The first pass computes the set of possible roots for every local variable v. v is either used in an assignment or passed to a function. The following rules are used to determine writeset(v):

v = w # where 'w' is another local variable

It's important to model the dependency of v from w explicitly. Note that we cannot simply merge w's write set with v's as w's write set has not yet been computed completely.
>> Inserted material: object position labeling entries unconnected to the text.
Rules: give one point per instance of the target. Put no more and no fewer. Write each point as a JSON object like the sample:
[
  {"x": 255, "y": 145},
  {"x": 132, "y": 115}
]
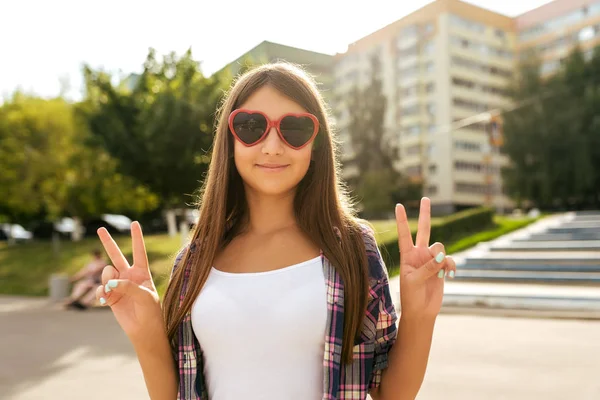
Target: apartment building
[
  {"x": 551, "y": 31},
  {"x": 443, "y": 63},
  {"x": 319, "y": 65}
]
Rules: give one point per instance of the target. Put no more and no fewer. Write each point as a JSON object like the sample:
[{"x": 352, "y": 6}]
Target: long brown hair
[{"x": 321, "y": 205}]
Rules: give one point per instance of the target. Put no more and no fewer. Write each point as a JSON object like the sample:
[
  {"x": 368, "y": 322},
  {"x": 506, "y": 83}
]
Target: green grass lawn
[
  {"x": 26, "y": 268},
  {"x": 502, "y": 226}
]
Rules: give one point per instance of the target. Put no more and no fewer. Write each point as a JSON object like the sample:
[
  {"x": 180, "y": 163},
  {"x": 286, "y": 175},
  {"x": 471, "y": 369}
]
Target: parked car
[
  {"x": 14, "y": 231},
  {"x": 45, "y": 229},
  {"x": 114, "y": 223}
]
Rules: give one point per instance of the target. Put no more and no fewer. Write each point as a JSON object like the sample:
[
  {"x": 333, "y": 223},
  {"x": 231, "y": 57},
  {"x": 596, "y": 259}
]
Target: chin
[{"x": 274, "y": 189}]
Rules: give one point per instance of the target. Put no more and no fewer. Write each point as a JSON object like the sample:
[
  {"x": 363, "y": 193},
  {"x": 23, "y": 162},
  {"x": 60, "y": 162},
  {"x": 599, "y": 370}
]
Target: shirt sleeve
[{"x": 386, "y": 329}]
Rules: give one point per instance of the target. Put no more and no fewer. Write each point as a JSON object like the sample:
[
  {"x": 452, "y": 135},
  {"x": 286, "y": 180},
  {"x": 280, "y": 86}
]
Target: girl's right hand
[{"x": 129, "y": 290}]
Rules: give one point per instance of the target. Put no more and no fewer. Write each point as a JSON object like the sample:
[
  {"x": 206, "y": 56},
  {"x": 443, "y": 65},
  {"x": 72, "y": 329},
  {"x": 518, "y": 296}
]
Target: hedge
[{"x": 450, "y": 228}]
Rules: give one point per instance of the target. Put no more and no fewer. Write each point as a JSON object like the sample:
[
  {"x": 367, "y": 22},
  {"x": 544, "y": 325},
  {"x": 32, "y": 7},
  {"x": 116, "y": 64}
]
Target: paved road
[{"x": 50, "y": 354}]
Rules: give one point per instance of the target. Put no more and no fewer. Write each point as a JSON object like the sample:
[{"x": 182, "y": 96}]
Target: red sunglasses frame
[{"x": 273, "y": 124}]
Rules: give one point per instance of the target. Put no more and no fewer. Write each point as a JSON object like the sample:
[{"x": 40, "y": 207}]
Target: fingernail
[{"x": 439, "y": 258}]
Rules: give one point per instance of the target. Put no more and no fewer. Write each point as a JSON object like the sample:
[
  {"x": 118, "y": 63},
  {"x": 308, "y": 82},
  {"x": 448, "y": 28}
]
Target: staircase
[
  {"x": 550, "y": 268},
  {"x": 564, "y": 252}
]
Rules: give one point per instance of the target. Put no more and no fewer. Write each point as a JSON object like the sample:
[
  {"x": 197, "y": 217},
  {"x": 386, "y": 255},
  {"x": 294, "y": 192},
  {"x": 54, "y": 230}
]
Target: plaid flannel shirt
[{"x": 340, "y": 381}]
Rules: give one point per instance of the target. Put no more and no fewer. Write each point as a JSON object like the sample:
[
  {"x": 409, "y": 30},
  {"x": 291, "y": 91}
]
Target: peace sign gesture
[
  {"x": 129, "y": 290},
  {"x": 422, "y": 267}
]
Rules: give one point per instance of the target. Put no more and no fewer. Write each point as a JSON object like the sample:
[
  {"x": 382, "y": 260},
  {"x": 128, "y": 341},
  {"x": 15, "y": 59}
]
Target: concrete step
[
  {"x": 547, "y": 300},
  {"x": 529, "y": 257},
  {"x": 528, "y": 276},
  {"x": 530, "y": 267},
  {"x": 560, "y": 236},
  {"x": 591, "y": 230},
  {"x": 575, "y": 224},
  {"x": 549, "y": 245}
]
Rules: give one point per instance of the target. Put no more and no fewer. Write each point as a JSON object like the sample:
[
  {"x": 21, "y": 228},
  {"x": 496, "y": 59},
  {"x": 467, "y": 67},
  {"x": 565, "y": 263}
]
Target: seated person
[{"x": 86, "y": 281}]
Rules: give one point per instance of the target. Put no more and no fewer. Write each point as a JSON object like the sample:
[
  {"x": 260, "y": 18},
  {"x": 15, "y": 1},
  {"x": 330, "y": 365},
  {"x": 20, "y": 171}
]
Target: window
[
  {"x": 467, "y": 166},
  {"x": 409, "y": 31},
  {"x": 463, "y": 83},
  {"x": 413, "y": 150},
  {"x": 470, "y": 105},
  {"x": 413, "y": 130},
  {"x": 586, "y": 33},
  {"x": 480, "y": 47},
  {"x": 409, "y": 90},
  {"x": 467, "y": 146},
  {"x": 473, "y": 188},
  {"x": 410, "y": 110},
  {"x": 466, "y": 24},
  {"x": 431, "y": 108},
  {"x": 549, "y": 67},
  {"x": 428, "y": 47},
  {"x": 476, "y": 66},
  {"x": 412, "y": 51},
  {"x": 413, "y": 170},
  {"x": 560, "y": 22},
  {"x": 409, "y": 71}
]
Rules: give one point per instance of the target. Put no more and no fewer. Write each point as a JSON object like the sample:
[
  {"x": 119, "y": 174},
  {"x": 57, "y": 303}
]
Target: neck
[{"x": 269, "y": 214}]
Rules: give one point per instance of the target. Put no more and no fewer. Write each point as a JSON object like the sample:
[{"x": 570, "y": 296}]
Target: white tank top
[{"x": 263, "y": 334}]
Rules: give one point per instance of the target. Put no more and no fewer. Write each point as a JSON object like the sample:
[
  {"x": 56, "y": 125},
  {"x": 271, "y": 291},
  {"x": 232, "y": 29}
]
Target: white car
[{"x": 14, "y": 231}]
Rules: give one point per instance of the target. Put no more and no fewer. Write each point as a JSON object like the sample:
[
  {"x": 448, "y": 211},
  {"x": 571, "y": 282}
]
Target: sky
[{"x": 43, "y": 44}]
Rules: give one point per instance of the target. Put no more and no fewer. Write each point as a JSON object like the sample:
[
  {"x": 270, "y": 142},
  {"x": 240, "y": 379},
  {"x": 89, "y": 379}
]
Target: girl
[{"x": 282, "y": 292}]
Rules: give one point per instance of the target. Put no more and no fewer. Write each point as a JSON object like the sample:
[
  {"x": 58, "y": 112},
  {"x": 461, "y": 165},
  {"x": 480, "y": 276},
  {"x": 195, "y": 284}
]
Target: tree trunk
[
  {"x": 77, "y": 233},
  {"x": 171, "y": 217}
]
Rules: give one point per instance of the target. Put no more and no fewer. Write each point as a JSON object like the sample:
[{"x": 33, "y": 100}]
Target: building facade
[
  {"x": 552, "y": 30},
  {"x": 445, "y": 70},
  {"x": 444, "y": 63},
  {"x": 319, "y": 65}
]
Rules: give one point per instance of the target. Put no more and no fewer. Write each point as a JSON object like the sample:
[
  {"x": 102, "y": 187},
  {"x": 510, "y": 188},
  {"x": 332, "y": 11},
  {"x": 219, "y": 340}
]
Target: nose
[{"x": 272, "y": 144}]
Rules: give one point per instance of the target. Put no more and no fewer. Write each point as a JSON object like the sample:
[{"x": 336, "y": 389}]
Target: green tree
[
  {"x": 379, "y": 184},
  {"x": 47, "y": 166},
  {"x": 552, "y": 135}
]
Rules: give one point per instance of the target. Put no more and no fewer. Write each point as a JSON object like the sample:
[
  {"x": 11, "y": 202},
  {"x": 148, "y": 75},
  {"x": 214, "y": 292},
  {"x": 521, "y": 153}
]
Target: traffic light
[{"x": 496, "y": 132}]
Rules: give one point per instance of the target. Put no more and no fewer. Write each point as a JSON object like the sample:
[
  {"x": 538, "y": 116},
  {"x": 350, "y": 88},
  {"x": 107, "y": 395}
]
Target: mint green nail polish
[{"x": 440, "y": 257}]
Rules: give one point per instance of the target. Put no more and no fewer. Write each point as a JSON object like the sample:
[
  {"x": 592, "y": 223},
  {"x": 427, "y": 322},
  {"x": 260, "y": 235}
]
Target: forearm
[
  {"x": 157, "y": 366},
  {"x": 403, "y": 377}
]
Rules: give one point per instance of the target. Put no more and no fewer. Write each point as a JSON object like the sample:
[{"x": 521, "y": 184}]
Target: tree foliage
[
  {"x": 379, "y": 184},
  {"x": 47, "y": 166},
  {"x": 159, "y": 125},
  {"x": 553, "y": 135}
]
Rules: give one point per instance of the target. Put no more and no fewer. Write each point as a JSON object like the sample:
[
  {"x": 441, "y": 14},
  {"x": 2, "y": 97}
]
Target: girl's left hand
[{"x": 422, "y": 267}]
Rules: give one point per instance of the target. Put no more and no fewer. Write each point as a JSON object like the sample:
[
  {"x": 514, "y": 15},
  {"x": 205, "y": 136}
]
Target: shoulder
[{"x": 377, "y": 268}]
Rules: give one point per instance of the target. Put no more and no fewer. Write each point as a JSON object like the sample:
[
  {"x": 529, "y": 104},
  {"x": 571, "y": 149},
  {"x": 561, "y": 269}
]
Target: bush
[{"x": 448, "y": 229}]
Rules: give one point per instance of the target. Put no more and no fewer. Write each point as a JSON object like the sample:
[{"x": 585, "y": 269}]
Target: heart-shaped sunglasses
[{"x": 295, "y": 129}]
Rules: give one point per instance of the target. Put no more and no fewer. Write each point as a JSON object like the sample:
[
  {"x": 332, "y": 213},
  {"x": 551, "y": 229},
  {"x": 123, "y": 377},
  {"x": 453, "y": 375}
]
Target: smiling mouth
[{"x": 272, "y": 167}]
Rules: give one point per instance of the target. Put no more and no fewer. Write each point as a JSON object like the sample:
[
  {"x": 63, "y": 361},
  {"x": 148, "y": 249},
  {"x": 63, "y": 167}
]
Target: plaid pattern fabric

This means that we later need to expand the write sets and ensure that cycles are handled properly; for instance writeset(v) == {w} and writeset(w) == {v, g} implies writeset(v) == writeset(w) == {g} (where v, w are locals and g is a global).

A cycle in the write set dependencies can also imply an infinite write set:

proc p(list: PNode) =
  var it = list
  while it != nil:
    let next = it.next
    it.data = "abc"
    it = next

writeset(it) = {list, next}
writeset(next) = {it}

(A self cycle suffices for that.)

In general an infinite write set can only be produced by cycles or by recursion:

proc r(list: PNode) =
  if list == nil: return
  list.data = "abc"

We detect this case by treating parameters like local variables in the proc body and pretend the assignment list = list.next occurs in the body, this leads to writeset(list) = {list}. An alternative is to weaken the meaning of writes: [list.data] so that it means "any 'data' field reachable from 'list' might be modified".
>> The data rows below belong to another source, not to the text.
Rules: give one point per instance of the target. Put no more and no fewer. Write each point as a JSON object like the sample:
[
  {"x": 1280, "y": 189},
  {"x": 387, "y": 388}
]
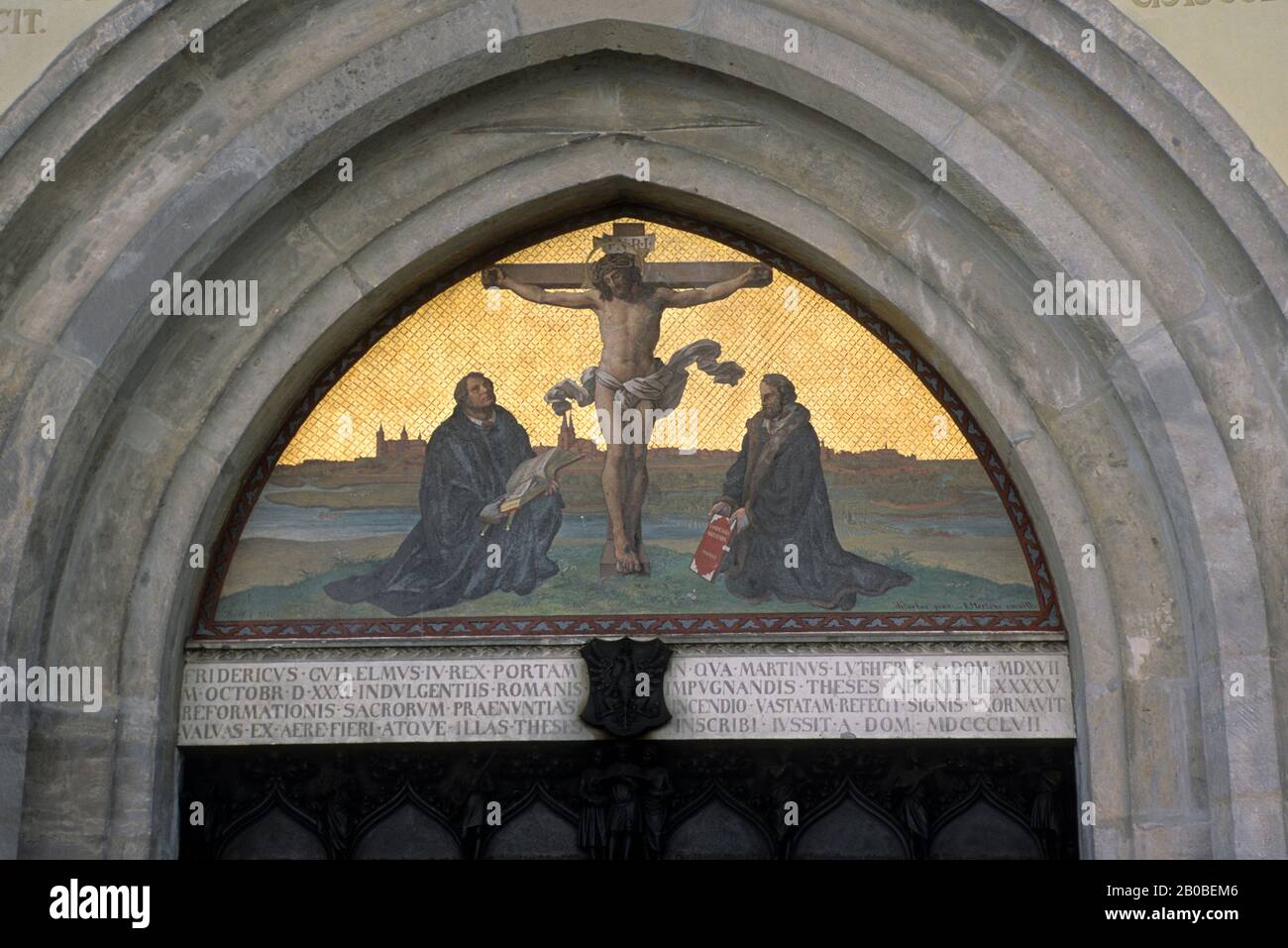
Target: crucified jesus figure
[{"x": 630, "y": 322}]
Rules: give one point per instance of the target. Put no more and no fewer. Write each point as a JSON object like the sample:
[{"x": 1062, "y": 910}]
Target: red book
[{"x": 712, "y": 548}]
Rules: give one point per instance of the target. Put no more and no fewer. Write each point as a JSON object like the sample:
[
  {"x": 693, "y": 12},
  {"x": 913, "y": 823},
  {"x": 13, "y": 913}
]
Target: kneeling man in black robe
[
  {"x": 450, "y": 554},
  {"x": 777, "y": 497}
]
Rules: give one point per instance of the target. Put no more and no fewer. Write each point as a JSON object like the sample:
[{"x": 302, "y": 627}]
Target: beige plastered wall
[{"x": 1235, "y": 48}]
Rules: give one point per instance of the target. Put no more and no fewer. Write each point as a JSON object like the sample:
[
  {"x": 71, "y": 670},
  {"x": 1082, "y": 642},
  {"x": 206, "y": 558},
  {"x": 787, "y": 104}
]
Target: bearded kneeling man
[
  {"x": 463, "y": 548},
  {"x": 785, "y": 544}
]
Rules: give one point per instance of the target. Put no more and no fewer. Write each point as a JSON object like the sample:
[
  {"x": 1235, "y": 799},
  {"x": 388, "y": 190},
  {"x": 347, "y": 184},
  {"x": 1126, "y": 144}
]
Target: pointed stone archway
[{"x": 1112, "y": 165}]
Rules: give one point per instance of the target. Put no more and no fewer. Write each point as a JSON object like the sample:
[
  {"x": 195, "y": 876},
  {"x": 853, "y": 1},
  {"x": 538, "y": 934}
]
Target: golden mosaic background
[{"x": 859, "y": 394}]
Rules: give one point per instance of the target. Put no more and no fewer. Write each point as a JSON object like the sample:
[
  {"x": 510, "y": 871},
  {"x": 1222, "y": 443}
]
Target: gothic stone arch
[{"x": 222, "y": 165}]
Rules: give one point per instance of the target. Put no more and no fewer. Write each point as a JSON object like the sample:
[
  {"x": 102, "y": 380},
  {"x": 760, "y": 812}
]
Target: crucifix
[{"x": 629, "y": 296}]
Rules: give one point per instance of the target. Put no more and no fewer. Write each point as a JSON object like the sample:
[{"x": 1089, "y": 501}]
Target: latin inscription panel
[{"x": 799, "y": 694}]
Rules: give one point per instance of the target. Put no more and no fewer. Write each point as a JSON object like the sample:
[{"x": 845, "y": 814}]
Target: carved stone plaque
[{"x": 321, "y": 695}]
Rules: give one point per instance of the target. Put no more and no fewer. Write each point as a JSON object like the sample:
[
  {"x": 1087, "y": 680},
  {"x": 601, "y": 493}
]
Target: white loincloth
[{"x": 664, "y": 386}]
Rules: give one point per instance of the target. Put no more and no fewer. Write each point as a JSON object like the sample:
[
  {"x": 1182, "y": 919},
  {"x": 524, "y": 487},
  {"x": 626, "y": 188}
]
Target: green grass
[{"x": 579, "y": 590}]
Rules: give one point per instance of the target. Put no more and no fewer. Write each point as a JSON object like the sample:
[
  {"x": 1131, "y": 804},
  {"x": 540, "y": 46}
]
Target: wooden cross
[{"x": 627, "y": 239}]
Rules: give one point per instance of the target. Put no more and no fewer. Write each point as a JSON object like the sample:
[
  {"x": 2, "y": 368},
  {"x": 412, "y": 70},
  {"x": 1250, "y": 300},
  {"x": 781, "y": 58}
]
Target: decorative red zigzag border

The following rule deals with the fact that aliasing can be introduced via function application:

v = f(path(a), ..., path(b), ...)  # unless 'f' is 'new' (see below)
writeset(v).incl(a) iff 'v' may alias 'path(a)'
writeset(v).incl(b) iff 'v' may alias 'path(b)'

Here path(x) denotes a path expression whose root is x. The rule really needs to deal with arbitrary nesting (including no function application at all):

v = f(...g(path(a)), ...)
writeset(v).incl(a) iff 'v' may alias 'path(a)'

Interestingly addr is not special at all and might even be considered part of a path:

v = addr(path(x))

Pass 2: write set computation for the routine

In the following a relevant symbol is either a global variable, a parameter or a thread local variable.
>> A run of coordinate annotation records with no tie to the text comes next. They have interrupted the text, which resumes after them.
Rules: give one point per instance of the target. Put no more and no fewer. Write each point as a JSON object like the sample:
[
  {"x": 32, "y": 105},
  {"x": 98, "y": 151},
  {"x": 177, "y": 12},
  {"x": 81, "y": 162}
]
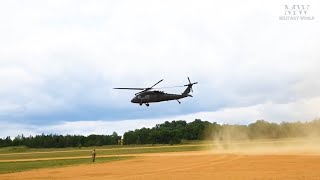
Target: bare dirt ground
[{"x": 189, "y": 165}]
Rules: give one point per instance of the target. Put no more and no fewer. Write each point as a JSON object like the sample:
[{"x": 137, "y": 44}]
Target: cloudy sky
[{"x": 59, "y": 61}]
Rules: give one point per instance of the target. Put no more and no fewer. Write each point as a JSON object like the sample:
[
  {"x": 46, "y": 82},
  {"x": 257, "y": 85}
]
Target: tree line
[
  {"x": 173, "y": 133},
  {"x": 60, "y": 141}
]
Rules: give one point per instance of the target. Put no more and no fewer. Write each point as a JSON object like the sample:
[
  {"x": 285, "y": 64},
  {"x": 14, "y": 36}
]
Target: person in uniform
[{"x": 93, "y": 154}]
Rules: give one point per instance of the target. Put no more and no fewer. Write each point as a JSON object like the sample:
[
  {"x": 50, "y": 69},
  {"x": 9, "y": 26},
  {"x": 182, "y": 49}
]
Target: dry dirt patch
[{"x": 188, "y": 165}]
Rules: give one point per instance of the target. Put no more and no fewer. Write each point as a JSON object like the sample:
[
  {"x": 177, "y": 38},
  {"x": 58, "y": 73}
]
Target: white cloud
[{"x": 302, "y": 110}]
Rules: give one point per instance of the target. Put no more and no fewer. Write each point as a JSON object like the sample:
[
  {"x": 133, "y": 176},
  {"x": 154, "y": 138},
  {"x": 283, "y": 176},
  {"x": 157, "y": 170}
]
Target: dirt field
[{"x": 188, "y": 165}]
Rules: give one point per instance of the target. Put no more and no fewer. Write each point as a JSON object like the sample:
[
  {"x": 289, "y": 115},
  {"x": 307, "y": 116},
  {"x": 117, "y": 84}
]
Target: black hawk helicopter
[{"x": 146, "y": 96}]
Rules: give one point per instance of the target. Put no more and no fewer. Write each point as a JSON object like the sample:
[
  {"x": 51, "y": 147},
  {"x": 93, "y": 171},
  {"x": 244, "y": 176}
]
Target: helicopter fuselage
[{"x": 156, "y": 96}]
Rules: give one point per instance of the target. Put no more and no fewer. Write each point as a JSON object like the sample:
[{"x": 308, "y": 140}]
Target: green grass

The AST is searched for assignments of the form path(x) = .... Every path that affects a relevant symbol is added to the write set. This add operation needs to take a subsumption relation into account: [x[], x.abc] is the same as [x[]] (anything reachable from x may be modified; this already includes x.abc).

If x is a local, look up its write set w and do for every relevant symbol s in w: writesEffect.add(path(s)). If x is a relevant symbol, do: writesEffect.add(path(x)).

Optimization: new pragma

The algorithm as described above has a major weakness as the following example highlights:

proc newNode(next: PNode): PNode {.writes: [].} =
  return PNode(next: next, data: "")

proc p(a: PNode) =
  var x = newNode(a)
  x.data = "abc"

p's write set would be computed to be [a.data]. Strictly speaking this is not wrong as the write set is a static approximation of what might be modified. However, it is unsatisfying. newNode always returns a new node, there is no way p can modify a.data!

The solution is to infer that newNode always allocates a new node:

proc newNode(next: PNode): PNode {.writes: [], new.} =
  return PNode(next: next, data: "")

proc p(a: PNode) {.writes: [].} =
  # since 'newNode' returns a fresh object, we know 'x' doesn't alias 'a'
  # here:
  var x = newNode(a)
  x.data = "abc"

As usual, the annotation new can be explicitly added for the cases where it cannot be inferred (when the proc's body is not avaliable).

Since it is now obvious p has no side effects and doesn't modify the object pointed to by a the compiler could emit a warning or even an error; p only consists of dead code.